Robert Blatchford

Robert Blatchford recently resigned his post on the Sunday Chronicle and Sunday Herald. The reason he gave was that he was “tired of all this dirty business of lying about the Labour Party and similar tactics” (Daily Herald, January 7th, 1924). This sounds fine, and it drew from George Lansbury a column of extravagant appreciation, but when one remembers something of Blatchford’s career it seems particularly out of place that he, of all men, should be praised for his independence and disinterested enthusiasm for Socialism. He had in his own words “been associated with these papers for seven years,” and during those years had reached the point of repudiating most of the views of his youth, including all that he ever held of Socialism. He had shown himself one of the most violent of the stop-at-home fighters who gloried in the knowledge that the workers were butchering each other for the class Blatchford was serving. After selling his “great genius” to the capitalist Press for seven years, Blatchford decides to desert them; curiously, just at the moment when the Labour Party is about to take over the administration; and for this we are expected to honour him!

There are some who charitably ask that Blatchford be forgiven his treachery of the past seven years as a “mistake.” Must we then also forgive his even more transparent treachery over the Boer War, when the open Imperialism of the British capitalists was opposed by Lloyd George?

As for his work for Socialism, it is as well to remember that it was the Clarion and its editor who reaped all the glory, not Socialism. The activities he organised were “Clarion” clubs and choirs and vans, and, as shown below, he appears to have reaped no small advantage from them. George Lansbury’s opinion certainly does not seem to have been shared by one who knew Blatchford well—his brother Montague.

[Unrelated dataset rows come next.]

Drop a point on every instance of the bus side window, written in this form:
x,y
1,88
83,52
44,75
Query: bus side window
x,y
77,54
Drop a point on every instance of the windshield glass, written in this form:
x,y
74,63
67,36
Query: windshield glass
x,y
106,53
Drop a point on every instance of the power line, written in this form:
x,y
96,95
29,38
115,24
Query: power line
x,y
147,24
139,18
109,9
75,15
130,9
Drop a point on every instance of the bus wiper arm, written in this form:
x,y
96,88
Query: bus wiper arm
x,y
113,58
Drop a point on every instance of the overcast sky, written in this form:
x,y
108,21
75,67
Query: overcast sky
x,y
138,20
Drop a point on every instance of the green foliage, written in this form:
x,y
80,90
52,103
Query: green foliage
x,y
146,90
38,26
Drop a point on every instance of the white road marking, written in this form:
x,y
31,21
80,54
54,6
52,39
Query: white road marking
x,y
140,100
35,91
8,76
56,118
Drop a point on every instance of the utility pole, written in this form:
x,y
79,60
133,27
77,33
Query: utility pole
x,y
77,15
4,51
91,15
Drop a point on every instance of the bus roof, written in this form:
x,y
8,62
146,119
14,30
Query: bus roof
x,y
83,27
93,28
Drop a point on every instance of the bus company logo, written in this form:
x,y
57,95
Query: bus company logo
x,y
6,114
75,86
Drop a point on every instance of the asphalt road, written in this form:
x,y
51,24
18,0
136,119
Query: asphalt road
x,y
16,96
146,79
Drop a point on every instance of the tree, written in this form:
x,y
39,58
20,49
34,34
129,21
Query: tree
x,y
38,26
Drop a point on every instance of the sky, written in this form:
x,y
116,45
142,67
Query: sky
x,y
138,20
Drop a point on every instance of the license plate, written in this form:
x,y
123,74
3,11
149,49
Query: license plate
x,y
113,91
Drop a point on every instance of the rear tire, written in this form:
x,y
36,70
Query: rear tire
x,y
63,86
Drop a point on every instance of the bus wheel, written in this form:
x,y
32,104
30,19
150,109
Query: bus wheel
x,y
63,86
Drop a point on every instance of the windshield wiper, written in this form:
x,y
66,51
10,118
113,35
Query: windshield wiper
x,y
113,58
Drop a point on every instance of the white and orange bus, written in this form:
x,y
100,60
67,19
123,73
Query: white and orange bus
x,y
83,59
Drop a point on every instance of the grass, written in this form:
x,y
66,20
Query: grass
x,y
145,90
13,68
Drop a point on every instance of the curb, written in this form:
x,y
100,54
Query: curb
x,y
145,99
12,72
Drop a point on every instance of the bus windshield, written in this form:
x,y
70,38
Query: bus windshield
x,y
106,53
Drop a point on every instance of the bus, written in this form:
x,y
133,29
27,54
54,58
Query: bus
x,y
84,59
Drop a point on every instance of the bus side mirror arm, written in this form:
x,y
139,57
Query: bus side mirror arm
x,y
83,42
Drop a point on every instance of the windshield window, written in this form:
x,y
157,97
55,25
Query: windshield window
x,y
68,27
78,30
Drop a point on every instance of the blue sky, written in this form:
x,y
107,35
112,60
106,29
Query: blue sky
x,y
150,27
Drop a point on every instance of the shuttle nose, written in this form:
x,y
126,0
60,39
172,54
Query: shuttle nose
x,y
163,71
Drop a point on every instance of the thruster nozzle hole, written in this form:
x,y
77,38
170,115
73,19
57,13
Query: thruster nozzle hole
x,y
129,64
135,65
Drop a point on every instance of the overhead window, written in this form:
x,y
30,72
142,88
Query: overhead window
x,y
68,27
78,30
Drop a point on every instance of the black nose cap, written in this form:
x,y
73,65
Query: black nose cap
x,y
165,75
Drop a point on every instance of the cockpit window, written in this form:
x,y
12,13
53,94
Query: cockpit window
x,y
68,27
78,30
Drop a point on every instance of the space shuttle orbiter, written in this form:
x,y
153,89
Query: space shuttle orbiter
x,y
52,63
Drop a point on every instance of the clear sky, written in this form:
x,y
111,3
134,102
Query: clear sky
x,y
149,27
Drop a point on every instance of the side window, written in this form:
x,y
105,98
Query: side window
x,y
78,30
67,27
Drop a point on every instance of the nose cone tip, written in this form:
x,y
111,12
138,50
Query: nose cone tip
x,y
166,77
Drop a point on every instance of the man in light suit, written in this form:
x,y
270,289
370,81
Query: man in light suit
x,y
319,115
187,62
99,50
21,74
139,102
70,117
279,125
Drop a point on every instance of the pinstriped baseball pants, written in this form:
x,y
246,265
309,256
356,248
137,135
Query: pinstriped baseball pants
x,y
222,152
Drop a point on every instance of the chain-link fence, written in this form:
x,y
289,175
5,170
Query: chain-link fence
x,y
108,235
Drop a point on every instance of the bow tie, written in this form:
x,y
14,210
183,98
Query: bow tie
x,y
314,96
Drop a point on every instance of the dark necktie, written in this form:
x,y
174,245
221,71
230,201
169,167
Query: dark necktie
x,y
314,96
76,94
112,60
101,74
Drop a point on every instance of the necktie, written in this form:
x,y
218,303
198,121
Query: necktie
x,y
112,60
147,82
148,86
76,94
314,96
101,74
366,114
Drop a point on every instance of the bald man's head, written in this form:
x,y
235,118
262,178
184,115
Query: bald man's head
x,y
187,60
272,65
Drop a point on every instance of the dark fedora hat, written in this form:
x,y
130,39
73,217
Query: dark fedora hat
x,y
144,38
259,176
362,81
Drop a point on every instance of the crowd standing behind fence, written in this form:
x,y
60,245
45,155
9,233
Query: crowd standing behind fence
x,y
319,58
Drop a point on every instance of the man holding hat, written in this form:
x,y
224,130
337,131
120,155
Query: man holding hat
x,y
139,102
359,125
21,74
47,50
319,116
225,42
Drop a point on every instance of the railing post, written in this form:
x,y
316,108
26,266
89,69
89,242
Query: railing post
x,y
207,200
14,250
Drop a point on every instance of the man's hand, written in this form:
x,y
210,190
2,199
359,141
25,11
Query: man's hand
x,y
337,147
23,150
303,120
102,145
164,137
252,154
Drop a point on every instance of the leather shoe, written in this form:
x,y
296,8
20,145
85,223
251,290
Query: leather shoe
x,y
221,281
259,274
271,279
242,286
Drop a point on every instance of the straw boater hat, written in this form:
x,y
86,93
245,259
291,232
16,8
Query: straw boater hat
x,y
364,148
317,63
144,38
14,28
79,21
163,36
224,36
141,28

In a letter to David Lowe, reproduced by him in Forward (December 22nd, 1923) Keir Hardie wrote as follows: —

    “House of Commons,

    “9th August, 1902.

    “Dear Davie,

    “I am sending you a Manchester Guardian. It is good. When at Halifax recently I spent an evening at a friend’s house where Mont. Blatchford was present. The bottle went round, and he came over to say that the C. (Clarion) was about to burst. That Nunquam and Dangle had not spoken, save to wrangle, for weeks. He afterwards saw me home in the wee sma’ ‘oors. The two able men have quarrelled about the division of the spoil. Each has an income, presumably, all told, of £600 a year. He, M.B., was happy on less than half, but the others had inflated notions of living; the more they got the more they wanted; they no longer wrote for the love of the Cause but purely for what it brought them; the Bounder, when alive, kept things straight with his fine scorn, but now there was no one to intervene, and the meetings of the Board were a series of wrangles over money affairs. All this and more, with much reiteration. He was sick of it, and was going to clear out, and felt sure the whole thing was about to burst . . . “

“Nunquam,” of course, is Robert Blatchford, and “Dangle” is A. M. Thompson, another loyal servant of the employing class who may also be expected to develop a tender conscience now that his erstwhile comrades have become His Majesty’s Government.